As part of our recent effort to build a large dataset of LLVM-IR for applications in machine learning, compiler testing, and more ([2309.15432] ComPile: A Large IR Dataset from Production Sources), we have created tooling to build large IR datasets from package indices and to process the resulting information. We’d be interested in moving this under the LLVM umbrella as an incubator project. Note that this effort is complementary to RFC: Upstreaming elements of the MLGO tooling as we utilize this tooling extensively. We believe this provides a couple key advantages to the community:
- It makes it easier for other parties to contribute to the effort, especially those that restrict/require approval for general open source contributions, but might have an exception for contributing to LLVM.
- Puts the tooling in an easily discoverable, centralized place where it complements the rest of LLVM well to aid in the previously mentioned efforts.
We believe this project makes a lot of sense as a LLVM incubator project.

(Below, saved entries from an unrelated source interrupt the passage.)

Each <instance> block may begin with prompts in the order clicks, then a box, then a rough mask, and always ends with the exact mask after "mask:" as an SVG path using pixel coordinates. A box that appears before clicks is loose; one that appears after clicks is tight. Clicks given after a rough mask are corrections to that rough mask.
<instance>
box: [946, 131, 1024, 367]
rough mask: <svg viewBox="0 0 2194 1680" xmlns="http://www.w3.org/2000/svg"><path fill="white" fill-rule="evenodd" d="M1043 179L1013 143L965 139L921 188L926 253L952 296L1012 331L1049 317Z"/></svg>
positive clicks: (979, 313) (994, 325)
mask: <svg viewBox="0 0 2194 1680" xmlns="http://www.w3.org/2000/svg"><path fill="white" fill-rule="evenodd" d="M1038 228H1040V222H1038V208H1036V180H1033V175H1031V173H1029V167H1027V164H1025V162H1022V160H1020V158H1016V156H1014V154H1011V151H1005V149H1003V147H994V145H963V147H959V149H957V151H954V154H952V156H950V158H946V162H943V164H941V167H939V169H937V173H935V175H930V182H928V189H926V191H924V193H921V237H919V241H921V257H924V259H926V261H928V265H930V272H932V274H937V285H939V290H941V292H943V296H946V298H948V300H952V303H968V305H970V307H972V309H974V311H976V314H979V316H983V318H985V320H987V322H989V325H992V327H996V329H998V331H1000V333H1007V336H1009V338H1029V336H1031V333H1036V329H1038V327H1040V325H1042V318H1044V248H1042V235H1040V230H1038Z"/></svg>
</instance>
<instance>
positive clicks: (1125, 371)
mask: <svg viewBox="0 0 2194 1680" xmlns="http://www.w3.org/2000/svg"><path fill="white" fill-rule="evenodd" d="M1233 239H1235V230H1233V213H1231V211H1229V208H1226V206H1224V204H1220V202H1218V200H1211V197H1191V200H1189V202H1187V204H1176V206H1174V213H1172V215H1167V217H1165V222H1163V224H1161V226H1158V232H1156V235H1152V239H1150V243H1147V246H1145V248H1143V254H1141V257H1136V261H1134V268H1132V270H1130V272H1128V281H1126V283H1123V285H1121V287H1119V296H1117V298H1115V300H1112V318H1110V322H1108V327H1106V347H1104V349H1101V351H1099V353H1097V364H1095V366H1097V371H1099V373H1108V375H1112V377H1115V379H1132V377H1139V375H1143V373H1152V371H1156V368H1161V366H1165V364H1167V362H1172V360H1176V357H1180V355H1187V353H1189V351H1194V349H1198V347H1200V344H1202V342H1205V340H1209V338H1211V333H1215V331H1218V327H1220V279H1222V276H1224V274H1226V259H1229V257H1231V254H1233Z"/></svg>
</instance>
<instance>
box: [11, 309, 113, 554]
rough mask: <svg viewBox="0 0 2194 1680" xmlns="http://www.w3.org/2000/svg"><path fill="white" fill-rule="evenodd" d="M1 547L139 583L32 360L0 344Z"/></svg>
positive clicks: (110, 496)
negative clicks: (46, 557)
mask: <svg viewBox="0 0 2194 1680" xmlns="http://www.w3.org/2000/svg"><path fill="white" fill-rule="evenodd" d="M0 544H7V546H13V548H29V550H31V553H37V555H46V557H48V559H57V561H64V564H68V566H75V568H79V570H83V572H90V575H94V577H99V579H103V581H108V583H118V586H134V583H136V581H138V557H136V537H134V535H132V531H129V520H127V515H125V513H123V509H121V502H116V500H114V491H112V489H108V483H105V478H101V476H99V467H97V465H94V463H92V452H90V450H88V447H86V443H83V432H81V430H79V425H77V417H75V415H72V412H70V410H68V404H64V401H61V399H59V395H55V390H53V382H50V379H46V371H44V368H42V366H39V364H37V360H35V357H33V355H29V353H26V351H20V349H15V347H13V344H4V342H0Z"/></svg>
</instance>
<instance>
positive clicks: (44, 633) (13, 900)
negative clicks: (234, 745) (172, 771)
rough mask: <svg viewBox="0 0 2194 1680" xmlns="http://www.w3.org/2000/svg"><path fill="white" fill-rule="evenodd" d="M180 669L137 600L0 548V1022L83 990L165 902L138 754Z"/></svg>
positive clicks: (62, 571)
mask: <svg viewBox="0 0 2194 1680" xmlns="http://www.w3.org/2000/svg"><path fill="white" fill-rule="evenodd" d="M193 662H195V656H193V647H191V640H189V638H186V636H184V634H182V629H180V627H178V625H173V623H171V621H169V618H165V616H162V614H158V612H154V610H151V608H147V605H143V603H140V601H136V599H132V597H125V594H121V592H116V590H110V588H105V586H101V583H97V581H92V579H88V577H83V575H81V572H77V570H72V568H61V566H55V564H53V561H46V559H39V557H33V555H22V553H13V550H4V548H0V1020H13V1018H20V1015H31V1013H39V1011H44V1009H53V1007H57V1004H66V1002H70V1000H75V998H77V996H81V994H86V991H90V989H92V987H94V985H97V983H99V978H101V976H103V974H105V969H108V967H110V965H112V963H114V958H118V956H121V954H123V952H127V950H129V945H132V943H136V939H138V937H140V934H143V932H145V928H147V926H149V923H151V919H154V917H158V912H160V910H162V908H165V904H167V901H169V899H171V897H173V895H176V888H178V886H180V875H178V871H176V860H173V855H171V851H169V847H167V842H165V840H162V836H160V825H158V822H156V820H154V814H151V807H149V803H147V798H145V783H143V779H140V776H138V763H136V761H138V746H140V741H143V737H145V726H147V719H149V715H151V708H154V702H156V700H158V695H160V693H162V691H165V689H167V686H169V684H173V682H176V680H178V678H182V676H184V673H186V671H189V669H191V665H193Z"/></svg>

Addressing the specific points listed in the developer policy for incubator projects:
- Must be generally aligned with the mission of the LLVM project to advance compilers, languages, tools, runtimes, etc.
- Our dataset tooling is tied to LLVM (it produces LLVM-IR after all) and it is closely associated with other upstream LLVM efforts like MLGO, ultimately aimed at enabling new efforts and enhancing existing ones within LLVM.
- Must conform to the license, patent, and code of conduct policies laid out in this developer policy document.
- Llvm-ir-dataset-utils will be upstreamed under the Apache 2.0 License with LLVM Exceptions and we generally intend to follow all upstream LLVM procedures.
- Must have a documented charter and development plan, e.g. in the form of a README file, mission statement, and/or manifesto.
- We currently have a basic README, but can write up a more formal mission/milestones as the community deems necessary.
- Should conform to coding standards, incremental development process, and other expectations.
- Currently llvm-ir-dataset-utils is lacking somewhat in this department. The tooling currently works at a large scale, but there’s still a lot of work to be done to improve the code quality and make elements more robust. Our current plan is to work on improving test coverage and better take advantage of utilities like static type analysis incrementally. We believe the necessary adjustments could be made within an incubator repository.
- Should have a sense of the community that it hopes to eventually foster, and there should be interest from members with different affiliations / organizations.
- We’re currently focused on enabling a variety of projects more focused on the research end of things, but we have a large degree of interest from multiple parties. The team behind this project was a cross-institutional collaboration including people from Google, LLNL, ANL, and multiple universities. We’ve received a lot of interest already from other universities and companies.
- Should have a feasible path to eventually graduate as a dedicated top-level or sub-project within the LLVM monorepo.
- We are not sure of a concrete timeline for this, but our plan would be to upstream the project or essential pieces of it to somewhere in the monorepo after code quality issues have been cleaned up and the community is interested in it being upstreamed. We would either do it as a full top-level project or put it under llvm/util.
- Should include a notice (e.g. in the project README or web page) that the project is in ‘incubation status’ and is not included in LLVM releases (see suggested wording below).
- Easily doable and will be done pending this RFC when the time comes to actually move things.
We’re interested in seeing what the broader LLVM community thinks about this proposal and looking forward to future collaboration to enable more efforts towards large scale compiler testing and machine learning in compilers.
The code is available to view as a top-level project at [Dataset] Upstream llvm-ir-dataset-utils by boomanaiden154 · Pull Request #72320 · llvm/llvm-project · GitHub although it would end up in an incubator repository pending acceptance of this RFC.